Pendant des années, elle milite pour sa réhabilitation et, lorsqu’en 1872 Ruy Blas est enfin accueilli à l’Odéon, elle assiste et commente chaque étape de cette résurrection. Ainsi au sortir de la première lecture de Hugo aux comédiens, le 2 janvier 1872 : « Victoire, mon grand bien-aimé ! Émotion profonde et enthousiaste de tout ton auditoire. (…) Ruy Blas depuis le premier mot jusqu’au dernier est le chef-d’œuvre des chefs-d’œuvre. Je suis sortie de là éblouie, ravie, t’aimant, t’admirant et t’adorant comme le premier jour où je t’ai entendu. C’était autour de moi, tout à l’heure chez toi, à qui était le plus transporté et le plus ému de l’auteur et de la pièce. Je suis honteuse de te le dire si mal, mais je cède au besoin de mon cœur tout plein de ton génie et de mon amour. Te voilà, mon adoré, je me hâte de baiser tes ailes et tes pieds. »

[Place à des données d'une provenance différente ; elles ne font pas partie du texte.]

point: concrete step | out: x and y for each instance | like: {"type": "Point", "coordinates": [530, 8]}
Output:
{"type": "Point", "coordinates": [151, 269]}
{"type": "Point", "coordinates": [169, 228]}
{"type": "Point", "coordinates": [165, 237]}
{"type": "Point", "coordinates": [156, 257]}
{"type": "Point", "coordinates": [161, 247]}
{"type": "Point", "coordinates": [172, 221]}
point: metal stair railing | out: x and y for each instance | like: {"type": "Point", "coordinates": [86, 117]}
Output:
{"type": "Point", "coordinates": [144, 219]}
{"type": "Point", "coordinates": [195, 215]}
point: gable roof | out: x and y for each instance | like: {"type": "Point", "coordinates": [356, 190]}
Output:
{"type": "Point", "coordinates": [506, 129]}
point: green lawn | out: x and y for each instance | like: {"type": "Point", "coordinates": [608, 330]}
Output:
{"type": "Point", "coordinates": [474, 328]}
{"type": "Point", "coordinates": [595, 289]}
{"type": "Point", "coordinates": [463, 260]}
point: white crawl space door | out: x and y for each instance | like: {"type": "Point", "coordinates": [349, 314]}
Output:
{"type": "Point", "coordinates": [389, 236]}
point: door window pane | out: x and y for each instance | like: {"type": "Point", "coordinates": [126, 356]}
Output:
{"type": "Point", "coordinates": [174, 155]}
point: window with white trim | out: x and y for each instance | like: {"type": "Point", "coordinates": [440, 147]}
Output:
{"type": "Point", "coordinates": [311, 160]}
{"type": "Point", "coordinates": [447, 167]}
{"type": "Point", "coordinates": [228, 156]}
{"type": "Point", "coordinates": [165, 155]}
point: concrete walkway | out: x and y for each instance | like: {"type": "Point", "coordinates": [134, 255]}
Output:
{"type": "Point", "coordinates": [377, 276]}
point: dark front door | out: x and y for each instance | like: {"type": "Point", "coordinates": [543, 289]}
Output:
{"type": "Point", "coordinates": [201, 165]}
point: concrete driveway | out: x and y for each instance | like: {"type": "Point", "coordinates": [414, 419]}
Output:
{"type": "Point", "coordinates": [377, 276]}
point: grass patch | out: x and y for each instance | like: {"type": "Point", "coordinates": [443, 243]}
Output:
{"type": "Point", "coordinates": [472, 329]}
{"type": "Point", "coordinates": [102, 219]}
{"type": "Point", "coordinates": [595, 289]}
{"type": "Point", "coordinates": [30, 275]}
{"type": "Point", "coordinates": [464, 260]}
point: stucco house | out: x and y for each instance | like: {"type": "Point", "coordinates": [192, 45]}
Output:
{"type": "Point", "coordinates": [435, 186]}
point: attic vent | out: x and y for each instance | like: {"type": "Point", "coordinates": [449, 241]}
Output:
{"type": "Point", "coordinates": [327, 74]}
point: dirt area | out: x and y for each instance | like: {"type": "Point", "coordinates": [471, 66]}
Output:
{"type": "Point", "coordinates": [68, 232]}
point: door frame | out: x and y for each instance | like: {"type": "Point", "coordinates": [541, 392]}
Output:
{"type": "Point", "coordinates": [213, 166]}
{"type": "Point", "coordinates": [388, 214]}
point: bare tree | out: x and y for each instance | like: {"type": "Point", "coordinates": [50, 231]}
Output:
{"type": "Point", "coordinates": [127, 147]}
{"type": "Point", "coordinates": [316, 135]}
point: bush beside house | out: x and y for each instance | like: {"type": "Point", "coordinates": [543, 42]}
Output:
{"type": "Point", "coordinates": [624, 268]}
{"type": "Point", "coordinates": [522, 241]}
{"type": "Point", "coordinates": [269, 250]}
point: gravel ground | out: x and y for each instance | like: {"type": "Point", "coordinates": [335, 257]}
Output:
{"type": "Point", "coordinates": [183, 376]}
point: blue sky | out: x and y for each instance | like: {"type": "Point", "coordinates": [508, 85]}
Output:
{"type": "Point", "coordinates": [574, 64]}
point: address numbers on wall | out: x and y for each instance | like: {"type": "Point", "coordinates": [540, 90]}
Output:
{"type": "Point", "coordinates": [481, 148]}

Avec Sarah Bernhardt dans le rôle de la reine, la pièce est un triomphe qui ira croissant au fil des représentations.
Le lendemain de la première, Juliette commente cette consécration attendue depuis plus de trente ans : « Tu vois, mon bien-aimé, que je t’avais dit la vérité sur le prodigieux et formidable enthousiasme de tous les spectateurs hier. Jamais tu n’[en] as eu et n’en pourras avoir de plus grand. C’était un délire général qui allait crescendo à chaque vers. Ta sublime poésie subjuguait toutes les âmes et on sentait des effluves d’adoration sortant de tous les cœurs. Les tonnerres d’applaudissements étaient si continus et si forts qu’il jaillissait des étincelles électriques de toutes les mains. (…) Quant à moi, je sens dans ce mois béni un renouveau d’amour et il me semble que tous mes doux souvenirs refleurissent et parfument mon âme de bonheur. Et je voudrais déposer à tes pieds un bouquet divin. »

C’est Victor Hugo qui finalement dépose « aux pieds de [s]a dame » ce chef-d’œuvre du romantisme en témoignage de leur amour mythique.